While it is true that credit markets remain uncertain and that high unemployment is still with us, there are many signs that commercial real estate markets are on the mend.
Unlike a leading indicator such as residential RE, commercial real estate tends to trail mainline economic indicators. CRE tends to grow as a result of economic growth, not vice versa. With cautious optimism reappearing across the broader economy in recent months, what are the signs the CRE cart is following the general economy’s rejuvenated horse?
- An M&A study by Mergermarket found a 23.6% increase in the total value of commercial real estate deals for 2010 compared to 2009. In the United States, the value of M&A activity in the real estate sector increased from $3.8 billion in 2009 to $11.0 billion last year.
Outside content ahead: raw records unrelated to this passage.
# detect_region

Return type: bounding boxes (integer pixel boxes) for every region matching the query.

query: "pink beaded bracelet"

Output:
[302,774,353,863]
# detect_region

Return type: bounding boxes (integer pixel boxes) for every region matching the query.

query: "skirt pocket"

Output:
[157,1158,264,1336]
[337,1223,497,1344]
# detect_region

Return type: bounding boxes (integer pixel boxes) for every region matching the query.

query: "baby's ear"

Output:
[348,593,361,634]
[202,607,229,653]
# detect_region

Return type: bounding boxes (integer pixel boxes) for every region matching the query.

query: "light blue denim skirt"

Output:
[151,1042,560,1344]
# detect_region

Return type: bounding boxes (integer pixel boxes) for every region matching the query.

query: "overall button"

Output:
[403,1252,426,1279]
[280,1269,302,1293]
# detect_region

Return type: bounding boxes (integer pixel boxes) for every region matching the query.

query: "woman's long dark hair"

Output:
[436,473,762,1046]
The number of deals that took place almost doubled, climbing from 20 to 36.
- Occupied US Office space is up for the first time in three years. In its report, property research firm Reis, Inc also found a 0.2% raise in rents, which is the first uptick since 2Q 2008.
- Retail fundamentals appear to be turning around. Vacancies at malls have declined and stayed flat at shopping centers (source: RetailTraffic.com).
- Office-space — the commodity as well as the-underlying property in CMB securities is enjoying a rise in popularity on Wall Street and in primary markets.
- A greater than expected drop in unemployment to 9.4% was released on Friday by the Bureau of Labor Statistics.